New research predicts that tens of thousands of teachers will move abroad to teach over the next ten years, as international schools look to hire more staff from the UK.
Figures from ISC Research, cited by Schools Week, suggest English-medium international schools will aim to recruit an extra 145,000 teachers from the British Isles over the coming decade. This would see more than double the number of British teachers joining international schools.
In England, just under 28,000 people underwent teacher training in 2017-18. The targets set by international schools mean they would need to recruit more than half of all UK trainee teachers over the next decade.
ISC Research collected its data from 1,020 premium international schools, which account for 10.5% of the total market. Currently, British teachers account for approximately one quarter of staff at these schools.
Higher salaries, career development opportunities and free or subsidised accommodation and flights are just some of the factors inspiring teachers to join international schools.
In comparison, a study from the National Union of Teachers revealed that approximately one in five teachers working in England didn’t receive a cost-of-living pay increase at the beginning of this academic year. Meanwhile, recent Labour Party data showed teachers are over £5,000 a year worse off than in 2010.

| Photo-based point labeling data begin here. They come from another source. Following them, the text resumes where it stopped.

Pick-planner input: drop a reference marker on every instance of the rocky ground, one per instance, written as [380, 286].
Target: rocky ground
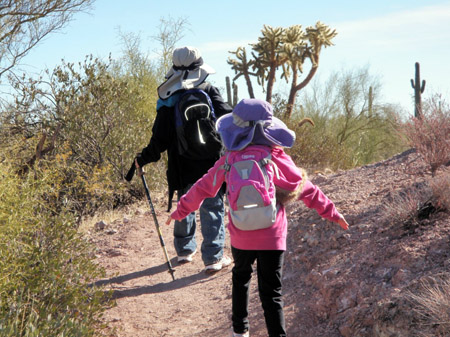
[336, 283]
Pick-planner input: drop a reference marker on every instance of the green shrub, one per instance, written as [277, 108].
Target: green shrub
[352, 127]
[46, 268]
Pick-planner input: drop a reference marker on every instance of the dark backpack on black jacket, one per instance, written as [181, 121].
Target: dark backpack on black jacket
[195, 124]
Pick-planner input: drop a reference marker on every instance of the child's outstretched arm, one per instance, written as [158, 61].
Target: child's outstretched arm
[343, 223]
[313, 197]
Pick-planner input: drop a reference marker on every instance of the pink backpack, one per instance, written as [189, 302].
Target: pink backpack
[250, 188]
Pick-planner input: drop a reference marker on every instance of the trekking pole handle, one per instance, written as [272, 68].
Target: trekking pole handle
[139, 169]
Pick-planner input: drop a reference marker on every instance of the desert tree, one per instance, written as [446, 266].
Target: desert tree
[24, 23]
[287, 49]
[170, 32]
[242, 67]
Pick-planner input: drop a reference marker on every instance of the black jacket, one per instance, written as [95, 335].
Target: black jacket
[181, 171]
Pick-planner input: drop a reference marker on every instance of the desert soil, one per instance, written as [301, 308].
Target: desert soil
[336, 283]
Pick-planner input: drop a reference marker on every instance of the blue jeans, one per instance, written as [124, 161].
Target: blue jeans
[212, 227]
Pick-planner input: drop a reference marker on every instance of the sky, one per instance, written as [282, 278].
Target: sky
[387, 36]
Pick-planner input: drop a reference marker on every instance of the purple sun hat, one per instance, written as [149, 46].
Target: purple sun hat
[252, 122]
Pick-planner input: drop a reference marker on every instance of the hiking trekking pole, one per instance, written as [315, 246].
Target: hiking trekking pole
[161, 239]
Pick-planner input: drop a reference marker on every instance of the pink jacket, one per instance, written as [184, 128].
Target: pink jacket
[274, 237]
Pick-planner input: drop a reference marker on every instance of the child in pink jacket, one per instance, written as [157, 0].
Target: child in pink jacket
[252, 125]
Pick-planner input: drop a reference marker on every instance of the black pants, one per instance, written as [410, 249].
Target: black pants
[269, 270]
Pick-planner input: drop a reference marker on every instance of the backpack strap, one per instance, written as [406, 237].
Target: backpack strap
[225, 167]
[268, 160]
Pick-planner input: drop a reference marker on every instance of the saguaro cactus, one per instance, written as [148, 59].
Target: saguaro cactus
[418, 91]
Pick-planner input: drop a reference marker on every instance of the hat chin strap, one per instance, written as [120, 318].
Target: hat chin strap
[238, 121]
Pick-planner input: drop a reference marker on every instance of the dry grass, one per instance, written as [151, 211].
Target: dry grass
[431, 303]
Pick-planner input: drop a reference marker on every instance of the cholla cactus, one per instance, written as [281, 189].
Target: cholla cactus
[418, 91]
[285, 48]
[268, 56]
[241, 66]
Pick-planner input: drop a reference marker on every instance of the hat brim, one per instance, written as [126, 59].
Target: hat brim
[237, 138]
[175, 81]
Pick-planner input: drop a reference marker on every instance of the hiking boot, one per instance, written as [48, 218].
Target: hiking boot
[234, 334]
[187, 258]
[225, 261]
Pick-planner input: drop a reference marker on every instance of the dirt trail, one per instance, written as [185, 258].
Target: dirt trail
[335, 283]
[148, 302]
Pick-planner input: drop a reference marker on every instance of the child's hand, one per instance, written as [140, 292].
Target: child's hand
[169, 220]
[343, 223]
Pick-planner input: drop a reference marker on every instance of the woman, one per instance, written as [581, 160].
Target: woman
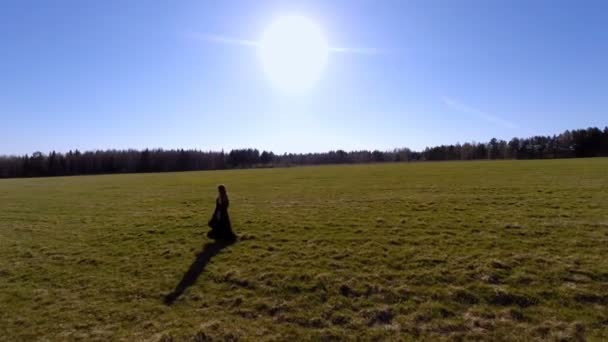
[220, 221]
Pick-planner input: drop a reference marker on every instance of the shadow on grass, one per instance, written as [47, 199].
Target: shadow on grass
[198, 266]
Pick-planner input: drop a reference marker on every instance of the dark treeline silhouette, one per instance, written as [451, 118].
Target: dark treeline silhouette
[590, 142]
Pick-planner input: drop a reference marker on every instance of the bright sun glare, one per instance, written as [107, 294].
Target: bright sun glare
[293, 52]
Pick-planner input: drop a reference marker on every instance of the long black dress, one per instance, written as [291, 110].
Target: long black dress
[220, 221]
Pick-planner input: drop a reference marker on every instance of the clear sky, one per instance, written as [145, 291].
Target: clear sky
[180, 74]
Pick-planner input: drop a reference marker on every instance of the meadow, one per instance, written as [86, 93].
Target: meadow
[501, 250]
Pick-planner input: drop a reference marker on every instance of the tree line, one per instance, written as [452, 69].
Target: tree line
[590, 142]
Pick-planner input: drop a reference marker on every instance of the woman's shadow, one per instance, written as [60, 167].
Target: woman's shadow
[210, 250]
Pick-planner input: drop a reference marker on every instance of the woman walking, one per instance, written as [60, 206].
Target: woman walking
[221, 229]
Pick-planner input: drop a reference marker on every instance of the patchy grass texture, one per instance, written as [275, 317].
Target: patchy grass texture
[508, 250]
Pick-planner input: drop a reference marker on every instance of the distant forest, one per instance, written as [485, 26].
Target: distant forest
[590, 142]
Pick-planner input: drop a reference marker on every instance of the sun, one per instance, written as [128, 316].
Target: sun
[293, 52]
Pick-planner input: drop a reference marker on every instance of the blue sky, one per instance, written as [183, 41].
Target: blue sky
[136, 74]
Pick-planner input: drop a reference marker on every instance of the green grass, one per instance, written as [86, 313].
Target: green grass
[477, 250]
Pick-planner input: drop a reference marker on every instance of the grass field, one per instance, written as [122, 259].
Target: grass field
[505, 250]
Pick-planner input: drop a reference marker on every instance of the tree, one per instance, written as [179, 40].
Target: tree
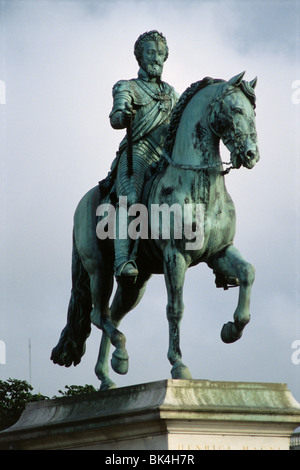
[72, 390]
[14, 395]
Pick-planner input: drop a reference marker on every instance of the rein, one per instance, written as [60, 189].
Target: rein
[183, 166]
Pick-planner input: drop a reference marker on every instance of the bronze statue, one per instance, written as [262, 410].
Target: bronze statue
[143, 106]
[189, 186]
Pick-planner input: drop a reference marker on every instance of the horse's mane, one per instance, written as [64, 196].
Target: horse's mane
[184, 99]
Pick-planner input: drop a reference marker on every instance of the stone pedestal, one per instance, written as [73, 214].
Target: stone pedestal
[178, 415]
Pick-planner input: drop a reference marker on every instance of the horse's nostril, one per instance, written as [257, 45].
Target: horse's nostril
[250, 154]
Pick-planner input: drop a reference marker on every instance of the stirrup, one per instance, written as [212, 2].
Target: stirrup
[127, 270]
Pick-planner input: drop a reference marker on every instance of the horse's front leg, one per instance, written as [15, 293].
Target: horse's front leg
[127, 296]
[174, 271]
[230, 263]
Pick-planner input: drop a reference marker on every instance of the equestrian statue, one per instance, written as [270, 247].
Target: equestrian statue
[162, 208]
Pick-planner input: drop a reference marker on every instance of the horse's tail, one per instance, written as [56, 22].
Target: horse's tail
[71, 345]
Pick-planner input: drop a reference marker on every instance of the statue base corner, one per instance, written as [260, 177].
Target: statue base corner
[173, 415]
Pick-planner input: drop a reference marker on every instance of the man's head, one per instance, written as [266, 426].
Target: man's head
[151, 51]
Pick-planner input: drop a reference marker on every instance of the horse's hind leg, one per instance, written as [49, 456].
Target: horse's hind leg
[230, 263]
[174, 270]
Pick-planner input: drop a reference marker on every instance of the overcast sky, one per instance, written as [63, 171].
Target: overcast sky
[59, 61]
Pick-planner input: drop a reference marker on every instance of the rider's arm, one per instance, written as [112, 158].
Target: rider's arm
[122, 106]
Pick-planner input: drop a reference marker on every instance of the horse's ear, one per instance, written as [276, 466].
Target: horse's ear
[235, 81]
[253, 82]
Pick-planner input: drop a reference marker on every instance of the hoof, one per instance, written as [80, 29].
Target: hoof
[119, 361]
[180, 371]
[107, 384]
[230, 333]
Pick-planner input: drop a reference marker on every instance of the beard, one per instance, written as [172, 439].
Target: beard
[153, 70]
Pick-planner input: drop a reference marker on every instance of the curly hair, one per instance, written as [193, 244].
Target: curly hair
[149, 36]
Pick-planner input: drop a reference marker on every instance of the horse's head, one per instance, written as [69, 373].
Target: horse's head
[232, 119]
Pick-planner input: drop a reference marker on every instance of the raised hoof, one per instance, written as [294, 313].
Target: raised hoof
[180, 371]
[230, 333]
[107, 384]
[119, 361]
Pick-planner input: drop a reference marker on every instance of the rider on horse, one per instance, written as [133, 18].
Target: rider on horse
[143, 106]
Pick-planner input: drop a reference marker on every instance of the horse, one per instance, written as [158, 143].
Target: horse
[190, 174]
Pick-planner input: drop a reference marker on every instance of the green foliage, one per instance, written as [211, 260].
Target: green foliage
[14, 395]
[72, 390]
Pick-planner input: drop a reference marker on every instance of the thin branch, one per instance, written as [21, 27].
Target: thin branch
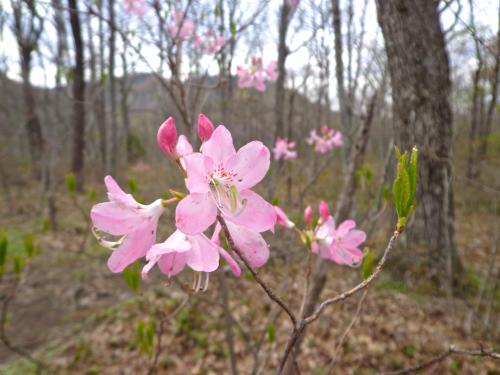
[266, 288]
[481, 352]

TEFL Org UK, which trains people from Britain to teach English as a foreign language overseas, has also experienced rising numbers of teachers taking its courses. The company’s most recent graduate survey shows the number of people enrolling on TEFL courses jumped from 4.5% of the total cohort in 2012, to 14.2% in 2015 and 17% in 2017.
TEFL Org UK currently trains around 16,000 people each year, but predicts this will rise to 20,000.
ISC Research’s director of schools, Richard Gaskell, believes British universities could help to fill roles abroad by accepting more international students for education degrees and PGCEs. Gaskell said this could play a part in meeting “the increased demand for British education worldwide.”
Yet, a DfE spokesperson commented it is a “top priority” to ensure that teaching is “an attractive and fulfilling profession in the UK.”